A study conducted during the 2017 total solar eclipse in North America found that bees remained active during the partial-eclipse phases both before and after the period of totality, but they essentially ceased flying during totality. Their flights also tended to be longer in duration immediately before and after totality, an indication that bees may have slowed down their flight speed or returned to their nests as light dimmed. Results of the study are published in the Annals of the Entomological Society of America. Credit: Susan Ellis, Bugwood.org
Oct. 10, 2018 (Phys.org) -- While millions of Americans took a break from their daily routines on Aug. 21, 2017, to witness a total solar eclipse, they might not have noticed a similar phenomenon happening nearby: In the path of totality, bees took a break from their daily routines, too.

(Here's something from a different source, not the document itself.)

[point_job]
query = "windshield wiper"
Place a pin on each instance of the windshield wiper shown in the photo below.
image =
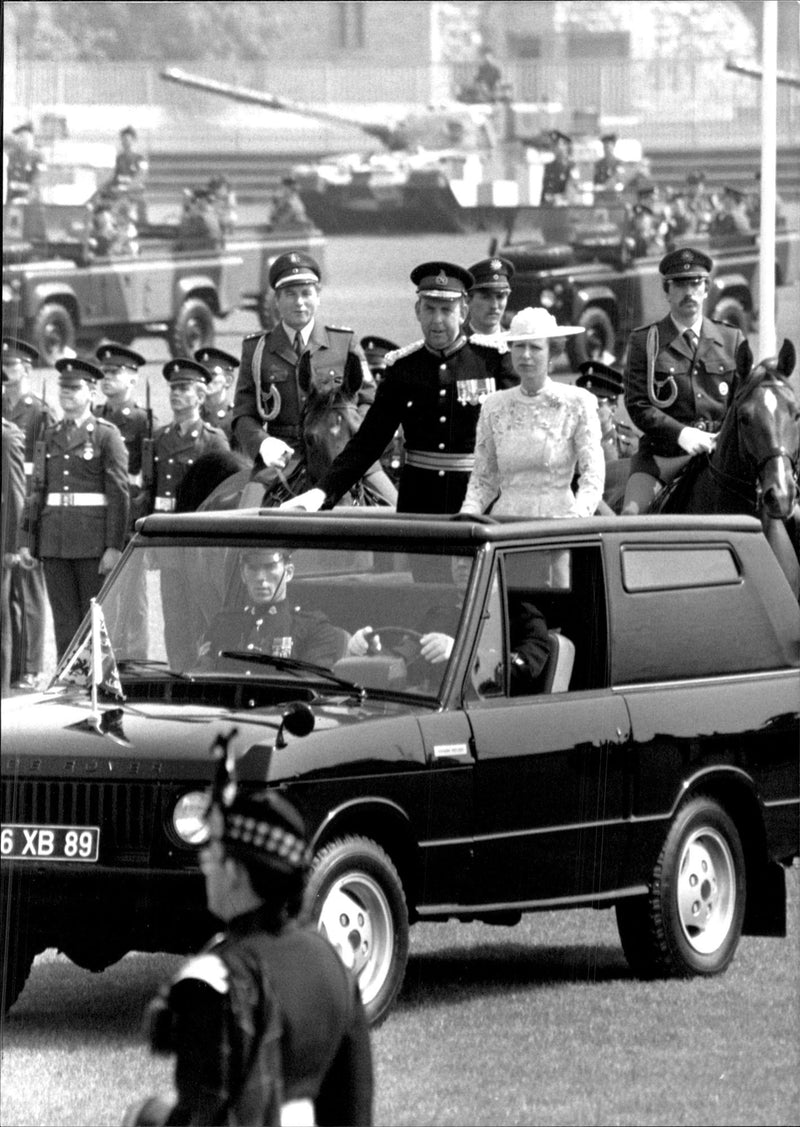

In an unprecedented study of a solar eclipse's influence on bee behavior, researchers at the University of Missouri organized a cadre of citizen scientists and elementary school classrooms in setting up acoustic monitoring stations to listen in on bees' buzzing -- or lack thereof -- as the 2017 eclipse passed over. The results, published Oct. 10 in the Annals of the Entomological Society of America, were clear and consistent at locations across the country: Bees stopped flying during the period of total solar eclipse.
"We anticipated, based on the smattering of reports in the literature, that bee activity would drop as light dimmed during the eclipse and would reach a minimum at totality," says Candace Galen, Ph.D., professor of biological sciences at the University of Missouri and lead researcher on the study.
"But, we had not expected that the change would be so abrupt, that bees would continue flying up until totality and only then stop, completely. It was like 'lights out' at summer camp! That surprised us."